In Akkadian, the form one would expect Anat to take would be Antu, earlier Antum. This would also be the normal feminine form that would be taken by Anu, the Akkadian form of An ‘Sky’, the Sumerian god of heaven. Antu appears in Akkadian texts mostly as a rather colorless consort of Anu, the mother of Ishtar in the Gilgamesh story, but is also identified with the northwest Semitic goddess ‘Anat of essentially the same name.

It is unknown whether this is an equation of two originally separate goddesses whose names happened to fall together or whether Anat’s cult spread to Mesopotamia, where she came to be worshipped as Anu’s spouse because the Mesopotamian form of her name suggested she was a counterpart to Anu.

It has also been suggested that the parallelism between the names of the Sumerian goddess, Inanna, and her West Semitic counterpart, Ishtar, continued in Canaanite tradition as Anath and Astarte, particularly in the poetry of Ugarit.

The two goddesses were invariably linked in Ugaritic scripture and are also known to have formed a triad (known from sculpture) with a third goddess who was given the name/title of Qadesh (“The holy one”), a fertility goddess of sacred ecstasy and sexual pleasure associated with Anat, Astarte, and Asherah.

The goddess ‘Atah worshipped at Palmyra may possibly be in origin identical with ‘Anat. ‘Atah was combined with ‘Ashtart under the name Atar into the goddess ‘Atar‘atah known to the Hellenes as Atargatis. If this origin for ‘Atah is correct, then Atargatis is effectively a combining of ‘Ashtart and ‘Anat.

It has also been proposed that (Indo-)Iranian Anahita meaning ‘immaculate’ in Avestan (a ‘not’ + ahit ‘unclean’) is a variant of ‘Anat. It is however unlikely given that the Indo-Iranian roots of the term are related to the Semitic ones and although—through conflation—Aredvi Sura Anahita (so the full name) inherited much from Ishtar-Inanna, the two are considered historically distinct. In the Book of Zohar, ‘Anat is numbered among the holiest of angelic powers under the name of Anathiel.

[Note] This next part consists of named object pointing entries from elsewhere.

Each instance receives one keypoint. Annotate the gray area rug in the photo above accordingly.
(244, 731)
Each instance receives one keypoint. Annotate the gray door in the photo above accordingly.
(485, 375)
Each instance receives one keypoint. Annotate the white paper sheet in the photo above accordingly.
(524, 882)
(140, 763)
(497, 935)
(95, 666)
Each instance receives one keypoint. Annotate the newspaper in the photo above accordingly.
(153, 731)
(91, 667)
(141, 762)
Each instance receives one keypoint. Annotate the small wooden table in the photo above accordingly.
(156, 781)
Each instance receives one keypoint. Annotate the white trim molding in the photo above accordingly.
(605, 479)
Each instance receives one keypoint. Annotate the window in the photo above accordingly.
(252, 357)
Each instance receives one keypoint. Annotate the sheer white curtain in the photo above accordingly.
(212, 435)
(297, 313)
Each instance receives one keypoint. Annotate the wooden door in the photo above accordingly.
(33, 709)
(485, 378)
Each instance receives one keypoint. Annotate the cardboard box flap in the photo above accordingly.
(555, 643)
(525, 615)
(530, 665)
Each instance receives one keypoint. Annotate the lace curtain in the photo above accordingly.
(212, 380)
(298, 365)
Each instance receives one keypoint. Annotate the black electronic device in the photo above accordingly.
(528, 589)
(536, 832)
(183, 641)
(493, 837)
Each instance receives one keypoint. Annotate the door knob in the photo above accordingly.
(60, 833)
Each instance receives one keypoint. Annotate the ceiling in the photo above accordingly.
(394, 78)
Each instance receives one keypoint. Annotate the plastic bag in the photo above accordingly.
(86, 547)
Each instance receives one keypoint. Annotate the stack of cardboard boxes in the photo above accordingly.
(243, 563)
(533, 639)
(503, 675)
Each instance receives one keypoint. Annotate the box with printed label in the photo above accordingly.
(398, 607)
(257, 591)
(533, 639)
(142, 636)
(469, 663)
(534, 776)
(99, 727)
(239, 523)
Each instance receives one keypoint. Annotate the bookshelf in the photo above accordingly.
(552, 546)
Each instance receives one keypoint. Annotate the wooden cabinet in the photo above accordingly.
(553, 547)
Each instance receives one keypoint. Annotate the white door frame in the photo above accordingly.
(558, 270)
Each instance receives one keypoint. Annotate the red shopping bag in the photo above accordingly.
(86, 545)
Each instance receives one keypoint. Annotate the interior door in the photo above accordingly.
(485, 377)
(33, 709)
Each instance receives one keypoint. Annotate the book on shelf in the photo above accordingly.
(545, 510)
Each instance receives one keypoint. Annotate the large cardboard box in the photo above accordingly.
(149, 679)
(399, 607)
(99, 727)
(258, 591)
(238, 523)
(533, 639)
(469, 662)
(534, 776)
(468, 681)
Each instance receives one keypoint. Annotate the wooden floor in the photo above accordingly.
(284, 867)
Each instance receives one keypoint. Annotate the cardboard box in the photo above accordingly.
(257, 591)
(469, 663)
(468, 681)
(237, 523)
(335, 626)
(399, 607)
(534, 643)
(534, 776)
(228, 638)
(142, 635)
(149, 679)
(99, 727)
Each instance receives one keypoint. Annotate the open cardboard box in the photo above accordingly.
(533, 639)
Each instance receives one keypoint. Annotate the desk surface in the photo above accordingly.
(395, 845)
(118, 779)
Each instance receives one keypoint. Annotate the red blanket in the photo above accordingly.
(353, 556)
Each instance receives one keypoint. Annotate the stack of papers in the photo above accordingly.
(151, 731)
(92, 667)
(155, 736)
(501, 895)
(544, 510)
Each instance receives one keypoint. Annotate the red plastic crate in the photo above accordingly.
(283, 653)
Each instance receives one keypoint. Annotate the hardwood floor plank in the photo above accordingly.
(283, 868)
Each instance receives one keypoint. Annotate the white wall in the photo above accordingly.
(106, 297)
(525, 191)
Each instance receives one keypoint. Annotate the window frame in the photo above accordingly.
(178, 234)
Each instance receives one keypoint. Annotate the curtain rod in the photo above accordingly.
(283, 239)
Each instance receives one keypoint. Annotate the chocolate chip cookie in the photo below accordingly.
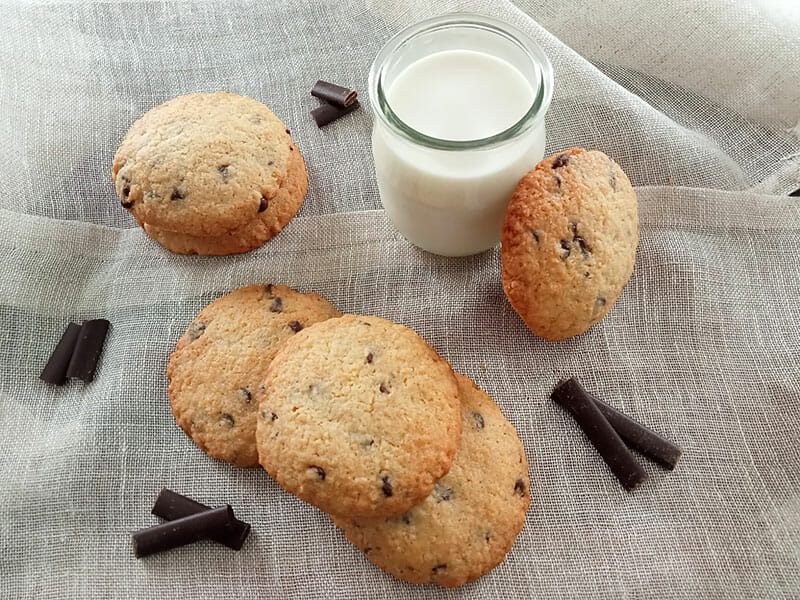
(469, 522)
(209, 165)
(222, 359)
(359, 417)
(569, 242)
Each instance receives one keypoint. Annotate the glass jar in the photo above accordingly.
(448, 195)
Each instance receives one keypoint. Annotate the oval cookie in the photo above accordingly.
(469, 523)
(360, 417)
(569, 242)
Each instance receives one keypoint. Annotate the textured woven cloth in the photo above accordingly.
(700, 107)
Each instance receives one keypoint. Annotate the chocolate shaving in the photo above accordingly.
(640, 438)
(182, 531)
(55, 371)
(172, 505)
(573, 398)
(333, 94)
(327, 113)
(88, 349)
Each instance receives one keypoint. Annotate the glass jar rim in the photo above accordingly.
(535, 113)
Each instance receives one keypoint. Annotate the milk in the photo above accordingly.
(453, 202)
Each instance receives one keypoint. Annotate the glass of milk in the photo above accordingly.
(459, 104)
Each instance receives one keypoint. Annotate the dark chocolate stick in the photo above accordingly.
(172, 505)
(88, 349)
(572, 397)
(326, 113)
(180, 532)
(639, 437)
(333, 94)
(55, 371)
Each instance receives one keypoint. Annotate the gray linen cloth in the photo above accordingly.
(698, 103)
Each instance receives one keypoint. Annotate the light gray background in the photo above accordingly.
(698, 102)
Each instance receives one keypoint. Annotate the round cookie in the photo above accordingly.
(268, 223)
(569, 242)
(360, 417)
(222, 358)
(468, 524)
(202, 164)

In Akkadian mythology, Antu or Antum is a Babylonian goddess. She was the first consort of Anu, and the pair were the parents of the Anunnaki and the Utukki, a type of spirit In Sumerian religion that had escaped the underworld, either by their own power or by being summoned forth by a priest, such as the one appearing in the Epic of Gilgamesh.